Oct 18 2012

Sun dogs


Today is the second day I saw sundogs, while driving away from the DayJob.     Sundogs are rare enough, but two days in a row?   And yesterday’s were especially spectacular, with bright glowing nodes on opposite sides of the sun, and a faintly visible full pale ring.

Alas, my camera was unavailable yesterday; but I managed to catch today’s dogs:


I spelled it with two words (sun dog) in the book; but I think the accepted usage is one word (sundog).

Sun dogs are familiar to Rowan, as mentioned in The Language of Power...


The opposite sundog was a) much dimmer, and so did not photograph well, and b) photographed by a person who wiggled the camera too much that time.

They’re caused by ice crystals in the upper atmosphere.

Yesterday’s were really, seriously bright. Under the right circumstances, sundogs can get so bright that it looks like there are three suns in the sky. That’s something I’d like to see in person…

But as much as I delight in every sort of atmospheric phenomenon, and as fascinated as I was by sundogs two days running, I do worry, just a bit.

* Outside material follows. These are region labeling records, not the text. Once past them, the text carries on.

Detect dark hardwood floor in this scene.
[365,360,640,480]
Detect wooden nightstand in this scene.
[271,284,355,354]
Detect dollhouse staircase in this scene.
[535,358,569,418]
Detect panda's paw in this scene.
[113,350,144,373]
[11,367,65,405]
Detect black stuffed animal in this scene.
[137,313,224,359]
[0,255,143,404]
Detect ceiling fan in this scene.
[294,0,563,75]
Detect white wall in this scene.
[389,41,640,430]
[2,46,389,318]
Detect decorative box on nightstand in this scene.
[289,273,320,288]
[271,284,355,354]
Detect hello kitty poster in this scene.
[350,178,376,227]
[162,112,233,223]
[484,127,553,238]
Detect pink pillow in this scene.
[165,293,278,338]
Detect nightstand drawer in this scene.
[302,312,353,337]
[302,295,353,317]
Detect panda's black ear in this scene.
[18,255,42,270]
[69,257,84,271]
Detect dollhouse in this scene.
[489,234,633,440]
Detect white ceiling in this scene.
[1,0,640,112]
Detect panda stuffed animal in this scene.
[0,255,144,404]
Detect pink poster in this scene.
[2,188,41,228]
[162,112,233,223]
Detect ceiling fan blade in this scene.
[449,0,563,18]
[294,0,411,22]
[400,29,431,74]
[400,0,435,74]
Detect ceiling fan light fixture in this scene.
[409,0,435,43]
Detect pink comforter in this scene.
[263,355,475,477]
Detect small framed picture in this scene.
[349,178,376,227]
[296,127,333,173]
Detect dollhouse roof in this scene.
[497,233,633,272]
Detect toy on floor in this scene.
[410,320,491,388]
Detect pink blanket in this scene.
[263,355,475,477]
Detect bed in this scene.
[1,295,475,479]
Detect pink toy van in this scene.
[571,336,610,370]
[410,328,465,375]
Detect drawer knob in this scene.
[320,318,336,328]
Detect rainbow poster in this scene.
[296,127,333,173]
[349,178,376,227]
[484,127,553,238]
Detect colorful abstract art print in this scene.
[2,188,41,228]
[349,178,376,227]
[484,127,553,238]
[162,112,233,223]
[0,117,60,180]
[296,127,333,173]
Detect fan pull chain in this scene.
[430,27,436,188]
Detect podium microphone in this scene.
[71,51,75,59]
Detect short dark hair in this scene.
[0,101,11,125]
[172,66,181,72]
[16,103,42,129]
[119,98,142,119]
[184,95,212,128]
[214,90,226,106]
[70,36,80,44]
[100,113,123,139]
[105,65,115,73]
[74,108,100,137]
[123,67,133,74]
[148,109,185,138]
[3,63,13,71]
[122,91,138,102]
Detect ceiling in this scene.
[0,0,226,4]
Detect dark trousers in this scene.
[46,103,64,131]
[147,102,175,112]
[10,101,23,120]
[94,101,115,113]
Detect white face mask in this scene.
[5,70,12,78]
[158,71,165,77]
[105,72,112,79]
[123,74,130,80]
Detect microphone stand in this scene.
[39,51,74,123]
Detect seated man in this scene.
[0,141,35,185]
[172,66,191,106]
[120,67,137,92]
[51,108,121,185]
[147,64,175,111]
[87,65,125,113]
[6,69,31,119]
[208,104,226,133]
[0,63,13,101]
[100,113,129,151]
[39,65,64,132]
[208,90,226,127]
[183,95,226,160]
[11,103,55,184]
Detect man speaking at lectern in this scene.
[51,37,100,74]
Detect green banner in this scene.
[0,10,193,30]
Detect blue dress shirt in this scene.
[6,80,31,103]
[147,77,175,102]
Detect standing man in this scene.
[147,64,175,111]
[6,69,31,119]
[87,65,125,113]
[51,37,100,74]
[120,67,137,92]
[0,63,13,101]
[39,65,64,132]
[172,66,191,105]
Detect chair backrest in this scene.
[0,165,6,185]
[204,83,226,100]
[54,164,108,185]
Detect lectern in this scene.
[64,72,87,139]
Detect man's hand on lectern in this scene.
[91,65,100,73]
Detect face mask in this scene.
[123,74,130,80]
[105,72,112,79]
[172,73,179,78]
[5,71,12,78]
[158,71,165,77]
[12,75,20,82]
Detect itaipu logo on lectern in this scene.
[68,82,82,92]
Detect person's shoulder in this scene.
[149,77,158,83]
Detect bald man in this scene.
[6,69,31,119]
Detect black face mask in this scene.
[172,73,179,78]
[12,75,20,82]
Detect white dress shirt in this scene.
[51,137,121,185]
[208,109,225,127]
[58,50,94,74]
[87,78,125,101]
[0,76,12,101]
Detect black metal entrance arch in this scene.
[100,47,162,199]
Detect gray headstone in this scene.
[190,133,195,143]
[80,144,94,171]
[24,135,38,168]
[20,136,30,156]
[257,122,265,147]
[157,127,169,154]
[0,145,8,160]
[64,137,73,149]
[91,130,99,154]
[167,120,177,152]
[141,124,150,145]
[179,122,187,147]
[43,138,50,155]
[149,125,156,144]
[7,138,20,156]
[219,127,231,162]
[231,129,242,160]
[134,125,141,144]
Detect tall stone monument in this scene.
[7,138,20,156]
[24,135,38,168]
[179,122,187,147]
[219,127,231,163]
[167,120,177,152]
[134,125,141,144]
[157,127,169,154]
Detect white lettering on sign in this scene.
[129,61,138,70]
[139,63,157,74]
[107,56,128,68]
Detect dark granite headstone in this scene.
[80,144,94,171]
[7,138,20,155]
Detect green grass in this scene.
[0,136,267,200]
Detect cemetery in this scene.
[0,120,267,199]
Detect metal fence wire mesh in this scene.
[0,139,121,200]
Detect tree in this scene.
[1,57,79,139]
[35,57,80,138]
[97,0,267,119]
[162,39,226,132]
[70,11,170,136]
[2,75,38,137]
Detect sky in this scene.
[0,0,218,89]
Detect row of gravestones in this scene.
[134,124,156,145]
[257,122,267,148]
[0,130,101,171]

Ice crystals? It’s only October… too soon for ice, I would think.

But remember last year?

In other news, today’s random quote, from something snagged from the non-fiction section as I was on my way to my little corner of Biographies:

Among the words that have been “done almost to death” with us are alibi, fortuitous, synthetic and sophisticated.  The man who remembers his Latin resents alibi when used as if it meant “excuse,” for it means “other- or else-where,” and in law is the plea of being somewhere else.

Fortuitous, as any one who has studied the word knows, means “by chance”; or, when used loosely, “without any known cause, accidental.”  Its Latin significance is “chance,” and has nothing whatever to do with fortuna, fortune, yet among amateur astrologists fortuitous is commonly misused for fortunate.

… The absurd length to which some persons will go is best illustrated by the ridiculous associations in which the word sophisticated is found.  To speak or write of sophisticated furniture, calories, or peppermints is foolish even as it is to do so of a sophisticated countryside.  In fact, to use the word sophisticated in any sense but relation to an individual is silly.

How to Use English by Frank H. Vizetelly, Litt.D., LL.D., Funk & Wagnals Company, New York and London, 1932


His heart's in the right place...

Hate to break it to you Frank, but you lost the battle for "sophisticated."